I'm writing code that must perform a dot product between a vector b and a matrix C, where the dot is performed between b and each line of C.
I made two implementation, one in C++ and one in Python. The latter performs better: I'd like to obtain the same speed in C++.
There is one limit though, any improvement can't be done on the way datas are stored, by only on the way the computation is performed.
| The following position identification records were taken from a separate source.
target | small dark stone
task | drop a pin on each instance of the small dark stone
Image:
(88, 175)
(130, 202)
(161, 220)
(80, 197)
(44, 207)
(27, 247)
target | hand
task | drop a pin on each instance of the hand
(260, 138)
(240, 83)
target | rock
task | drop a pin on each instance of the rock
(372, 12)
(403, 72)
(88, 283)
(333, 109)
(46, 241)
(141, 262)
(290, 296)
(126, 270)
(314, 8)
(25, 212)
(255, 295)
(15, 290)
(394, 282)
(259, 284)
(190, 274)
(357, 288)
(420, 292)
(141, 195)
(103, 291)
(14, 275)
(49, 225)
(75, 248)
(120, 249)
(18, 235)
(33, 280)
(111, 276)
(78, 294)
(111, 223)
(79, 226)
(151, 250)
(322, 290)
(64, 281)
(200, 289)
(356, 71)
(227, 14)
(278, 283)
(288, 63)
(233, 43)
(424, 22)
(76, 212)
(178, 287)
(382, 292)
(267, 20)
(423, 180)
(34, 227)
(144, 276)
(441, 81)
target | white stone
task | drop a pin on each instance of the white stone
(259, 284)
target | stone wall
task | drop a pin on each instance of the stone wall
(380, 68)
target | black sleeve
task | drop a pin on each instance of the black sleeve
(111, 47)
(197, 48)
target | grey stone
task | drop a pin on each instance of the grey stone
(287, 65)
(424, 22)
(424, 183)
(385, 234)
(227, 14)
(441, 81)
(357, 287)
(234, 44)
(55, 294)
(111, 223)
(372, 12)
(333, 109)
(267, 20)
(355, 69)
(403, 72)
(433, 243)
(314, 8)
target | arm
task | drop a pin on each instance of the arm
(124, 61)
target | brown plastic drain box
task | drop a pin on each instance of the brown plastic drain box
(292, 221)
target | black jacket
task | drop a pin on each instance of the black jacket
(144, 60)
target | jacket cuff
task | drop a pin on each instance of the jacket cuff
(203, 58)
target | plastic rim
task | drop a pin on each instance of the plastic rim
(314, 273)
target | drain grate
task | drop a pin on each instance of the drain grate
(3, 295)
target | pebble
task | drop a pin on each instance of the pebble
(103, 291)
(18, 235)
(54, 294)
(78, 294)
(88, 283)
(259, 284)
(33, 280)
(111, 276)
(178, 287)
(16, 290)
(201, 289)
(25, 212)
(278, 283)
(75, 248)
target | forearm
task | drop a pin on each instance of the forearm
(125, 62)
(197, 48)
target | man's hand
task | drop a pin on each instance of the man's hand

C++ code is the following:
#include <iostream>
#include <string>
#include <vector>
#include <random>
#include <chrono>
using namespace std;
using namespace std::chrono;
int main() {
size_t jmax = 700;
size_t kmax = 100000;
vector<vector<double>> C(jmax + 1, vector<double>(kmax));
vector<double> b(jmax + 1);
random_device rd;
mt19937 gen(rd());
uniform_real_distribution<double> dist_b(5.0, 10.0);
uniform_real_distribution<double> dist_C(-1.0, 1.0);
// fake b and C
for (size_t j = 0; j <= jmax; ++j) {
b[j] = dist_b(gen);
for (size_t k = 0; k < kmax; ++k) {
C[j][k] = dist_C(gen);
}
}
double* eps_ptr = C[jmax].data();
auto start = high_resolution_clock::now();
for (size_t j = 0; j < jmax; ++j) {
double* c_ptr = C[j].data();
double bj = b[jmax - j];
#pragma loop(ivdep)
for (size_t k = 0; k < kmax; ++k) {
eps_ptr[k] += bj * c_ptr[k];
}
}
auto end = high_resolution_clock::now();
auto ms = duration_cast<milliseconds>(end - start);
cout << ms.count() << endl;
return 0;
}
Python code is the following:
import numpy as np
import time
jmax = 700
kmax = 100000
C = np.random.uniform(-1.0, 1.0, size=(jmax, kmax))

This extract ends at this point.